Shankle has strong professional relationships with many architects. He says he chose Polifilo in part “ because my personal taste-neo-contemporary-coincides with theirs. But I also selected them because I know from previous work with Patrick and Dave that they will spend more time, put more heart into a project. At some level business and architecture collide. I’ve seen some architects get beaten down by the bottom line, and some who develop large firms and take on the values of business. Either way, they lose a little of their spirit. Patrick and Dave still see architecture as a spiritual thing.”

Shankle and Powell selected the exact location for the house “during a snow storm.” As Shankle explains, “We got to a spot-on a bluff over the Duck River, with views of the woods and fields as well-where you could hear the snow falling, and nothing else. Here I could have everything I want.”

The next step was to drive around the country exploring the language of the traditional architecture of Chapel Hill, a language of barns and silos, of rough wood and raw metal. “ The materials of Tony’s house-birch plywood, flat and corrugated metal, western cedar trim, stone for the fireplace, no dry wall- are a contemporary response to the rural vernacular use of indigenous materials,” Avice du Buisson explains.

The design and building process was dictated by the many discussions Shankle says he’s had with the Polifilo duo about the “master builder of 50 to 100 years ago, the guy who served as architect and contractor in one and lived on the site. We decided to try and enact that concept with my house.”

“Because everything is exposed-the idea was to reveal the structure whenever possible-all the screws and nails had to be precisely lined uo, and the plywood was installed to reveal the edge, so you could see all the plys,” adds Avice du Buisson. “The craft of construction is pretty much a lost art.” The team recaptured it here.

Special consideration was given to minimizing the impact on the land. The structure was therefore set on stilts, to eliminate the need for grading and leveling. The road was woven around the largest trees. “Then we cleared the site and left trees around the edge as a border,” Shankle says. “Patrick and Dave literally designed the building to fit within the trees.”

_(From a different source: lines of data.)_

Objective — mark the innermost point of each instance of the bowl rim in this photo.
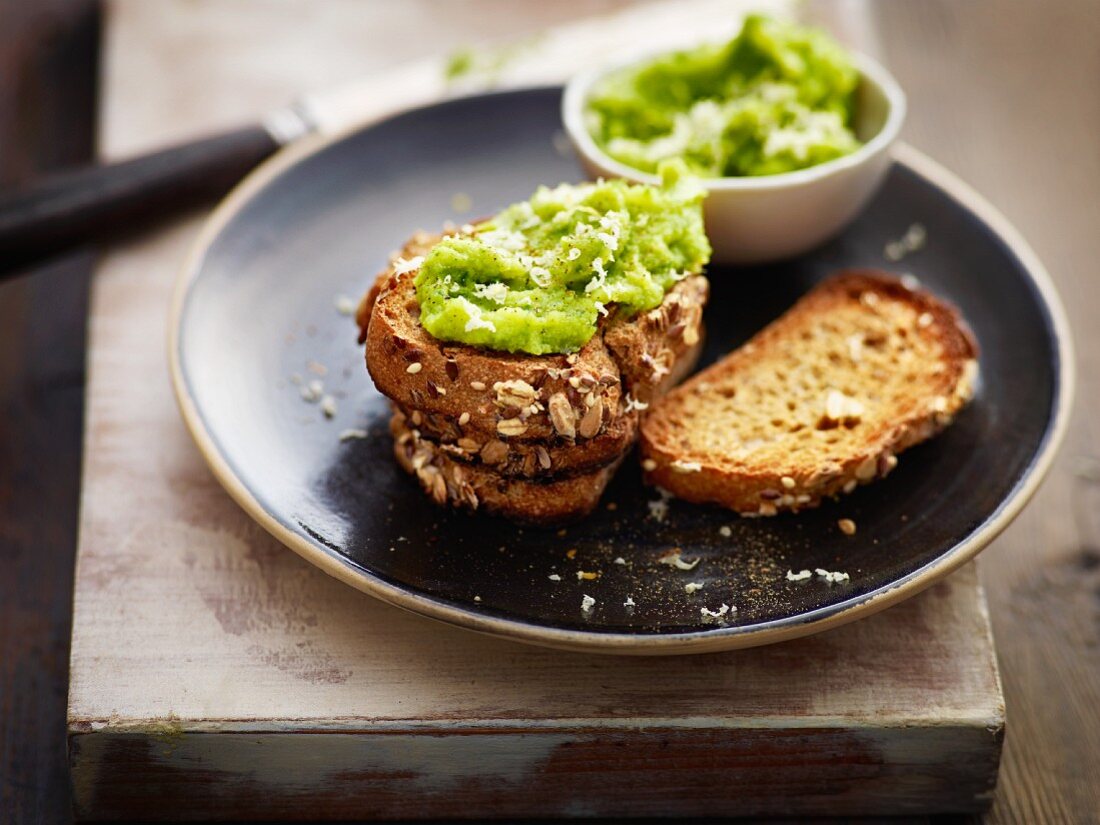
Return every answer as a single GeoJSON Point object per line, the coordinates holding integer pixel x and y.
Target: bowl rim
{"type": "Point", "coordinates": [576, 92]}
{"type": "Point", "coordinates": [625, 644]}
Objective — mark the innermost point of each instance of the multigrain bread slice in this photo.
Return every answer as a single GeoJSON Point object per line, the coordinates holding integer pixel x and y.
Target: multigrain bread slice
{"type": "Point", "coordinates": [523, 397]}
{"type": "Point", "coordinates": [524, 458]}
{"type": "Point", "coordinates": [821, 400]}
{"type": "Point", "coordinates": [476, 487]}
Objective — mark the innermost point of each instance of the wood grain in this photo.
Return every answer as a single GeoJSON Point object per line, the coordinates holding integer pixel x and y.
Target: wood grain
{"type": "Point", "coordinates": [47, 69]}
{"type": "Point", "coordinates": [208, 658]}
{"type": "Point", "coordinates": [999, 92]}
{"type": "Point", "coordinates": [1004, 94]}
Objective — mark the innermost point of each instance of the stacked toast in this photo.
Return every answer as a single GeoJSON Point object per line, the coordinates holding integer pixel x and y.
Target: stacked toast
{"type": "Point", "coordinates": [534, 438]}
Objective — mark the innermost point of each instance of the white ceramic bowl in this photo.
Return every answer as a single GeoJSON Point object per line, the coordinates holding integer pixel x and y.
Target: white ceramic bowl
{"type": "Point", "coordinates": [772, 217]}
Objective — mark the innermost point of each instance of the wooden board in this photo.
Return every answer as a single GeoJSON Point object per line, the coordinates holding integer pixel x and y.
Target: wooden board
{"type": "Point", "coordinates": [216, 674]}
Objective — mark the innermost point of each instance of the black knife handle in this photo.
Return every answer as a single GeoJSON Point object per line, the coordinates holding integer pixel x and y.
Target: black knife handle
{"type": "Point", "coordinates": [98, 202]}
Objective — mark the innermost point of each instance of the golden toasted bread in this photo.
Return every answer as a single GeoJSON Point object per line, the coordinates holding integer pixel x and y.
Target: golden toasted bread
{"type": "Point", "coordinates": [449, 481]}
{"type": "Point", "coordinates": [821, 400]}
{"type": "Point", "coordinates": [550, 399]}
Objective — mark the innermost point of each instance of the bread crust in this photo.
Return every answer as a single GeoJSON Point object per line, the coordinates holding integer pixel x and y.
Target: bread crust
{"type": "Point", "coordinates": [942, 383]}
{"type": "Point", "coordinates": [476, 487]}
{"type": "Point", "coordinates": [520, 396]}
{"type": "Point", "coordinates": [518, 458]}
{"type": "Point", "coordinates": [534, 438]}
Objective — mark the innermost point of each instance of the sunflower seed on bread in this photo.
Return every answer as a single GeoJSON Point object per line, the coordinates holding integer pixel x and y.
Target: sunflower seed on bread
{"type": "Point", "coordinates": [820, 402]}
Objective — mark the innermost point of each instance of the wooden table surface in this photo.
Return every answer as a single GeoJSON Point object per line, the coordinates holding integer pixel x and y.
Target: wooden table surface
{"type": "Point", "coordinates": [1003, 94]}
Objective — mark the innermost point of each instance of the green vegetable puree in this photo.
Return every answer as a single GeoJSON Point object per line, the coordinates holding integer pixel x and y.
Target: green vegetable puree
{"type": "Point", "coordinates": [537, 277]}
{"type": "Point", "coordinates": [777, 98]}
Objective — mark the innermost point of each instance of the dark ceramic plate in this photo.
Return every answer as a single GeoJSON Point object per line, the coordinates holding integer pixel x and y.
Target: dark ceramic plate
{"type": "Point", "coordinates": [255, 310]}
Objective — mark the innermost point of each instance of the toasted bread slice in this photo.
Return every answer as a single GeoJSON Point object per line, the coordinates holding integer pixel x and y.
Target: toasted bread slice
{"type": "Point", "coordinates": [527, 397]}
{"type": "Point", "coordinates": [519, 458]}
{"type": "Point", "coordinates": [477, 487]}
{"type": "Point", "coordinates": [821, 400]}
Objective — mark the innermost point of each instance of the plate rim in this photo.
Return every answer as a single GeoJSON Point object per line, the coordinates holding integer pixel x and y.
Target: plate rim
{"type": "Point", "coordinates": [695, 641]}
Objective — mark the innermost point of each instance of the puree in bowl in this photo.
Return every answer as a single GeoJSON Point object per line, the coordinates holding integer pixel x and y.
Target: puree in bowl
{"type": "Point", "coordinates": [777, 98]}
{"type": "Point", "coordinates": [537, 277]}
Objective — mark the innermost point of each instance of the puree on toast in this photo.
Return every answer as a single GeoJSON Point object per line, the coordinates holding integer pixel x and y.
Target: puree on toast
{"type": "Point", "coordinates": [538, 276]}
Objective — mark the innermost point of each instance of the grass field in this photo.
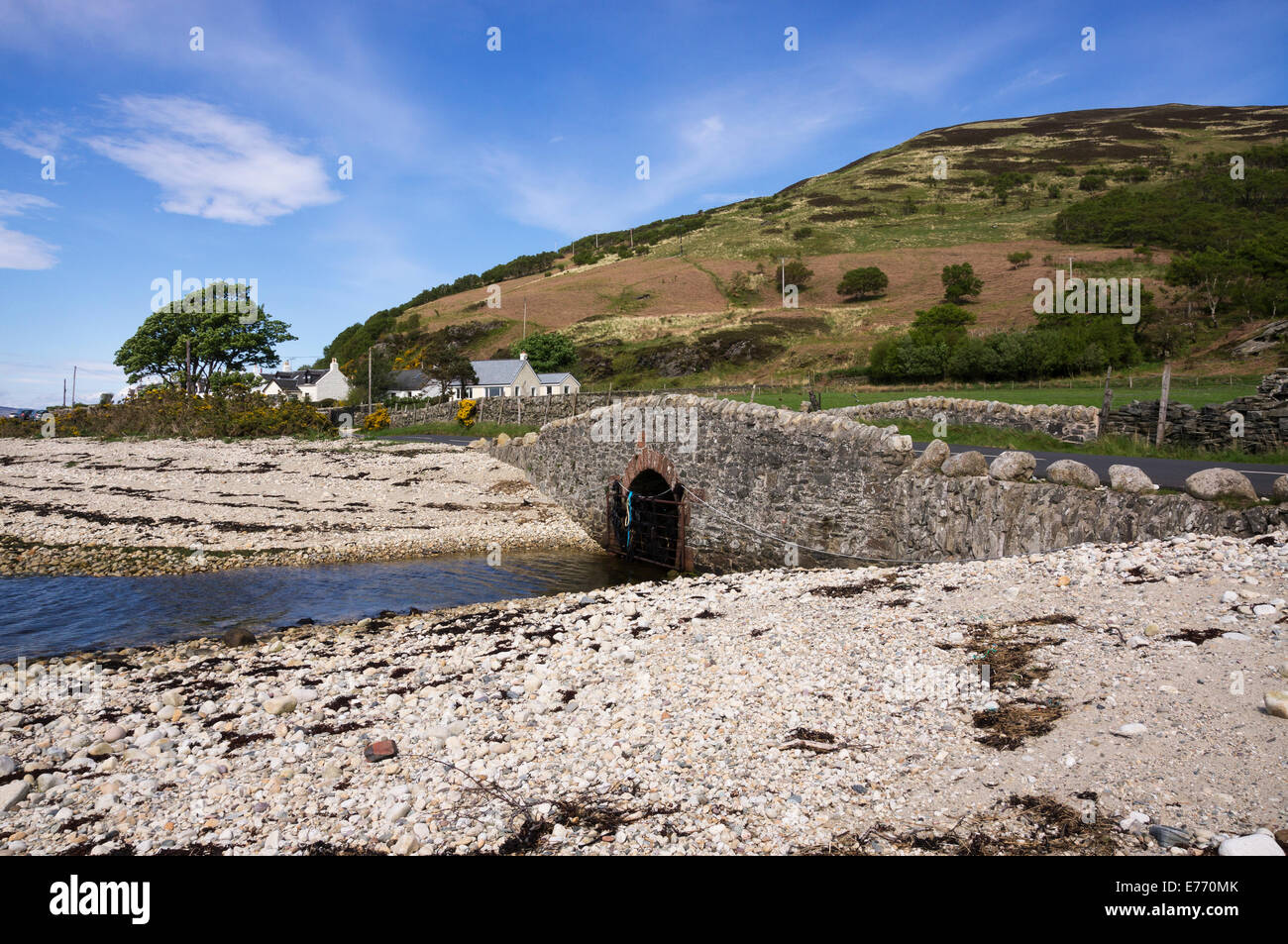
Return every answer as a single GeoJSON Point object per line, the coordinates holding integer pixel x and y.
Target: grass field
{"type": "Point", "coordinates": [1106, 446]}
{"type": "Point", "coordinates": [452, 428]}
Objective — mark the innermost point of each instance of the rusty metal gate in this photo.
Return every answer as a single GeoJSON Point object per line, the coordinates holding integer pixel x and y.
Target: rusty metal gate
{"type": "Point", "coordinates": [643, 527]}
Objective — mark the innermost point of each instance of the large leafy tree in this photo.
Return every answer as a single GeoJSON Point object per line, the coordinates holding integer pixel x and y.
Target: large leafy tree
{"type": "Point", "coordinates": [548, 352]}
{"type": "Point", "coordinates": [863, 282]}
{"type": "Point", "coordinates": [961, 281]}
{"type": "Point", "coordinates": [222, 338]}
{"type": "Point", "coordinates": [451, 368]}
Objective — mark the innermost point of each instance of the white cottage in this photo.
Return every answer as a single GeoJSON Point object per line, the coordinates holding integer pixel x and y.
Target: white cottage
{"type": "Point", "coordinates": [309, 384]}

What Polifilo designed first was a well house in the silo shape, and then a warehouse. Finally they were ready to take on the home/office. Avice du Buisson came up with the concept of separating public and private functions into two pods, linked in a setback alignment. The pod with wood siding and metal details-a coarser exterior texture-contains office, living, dining and kitchen areas. The private pod-clad in the finer grain of corrugated metal-housed bedroom, closets and bath. The ceiling for the public pod is higher, the rood pitch less steep. The lower ceiling of the private pod creates a cozier feel. Floors are plywood, covered with a rubber paint. Ceilings and roods are corrugated metal separated by a layer of insulation. The barn trusses are painted bright blue.

Shankle also credits Avice du Buisson with “the almost surgical placement of the windows. Patrick studied the site and then placed squares of glass-at seating level-to reveal specific sightlines. Clerestory panes reveal larger conditions. I can sit at my desk and look at a favorite tree, of I can lie in bed and watch a thunderstorm approaching, of the moon come out,” Shankle says “There’s so much interaction with nature it feels like camping.”

Strong sightlines through the house-from the pod to pod, from bedroom to bath-establish an interior transparency. At 1,900 square feet, “this house feels larger that the 4,200 square feet I’d lived in,” Shankle says But it was the method, as much as the result, that Shankle appreciates. “All of us got so deeply involved. The process was a pleasure, and I Get to keep it, too.”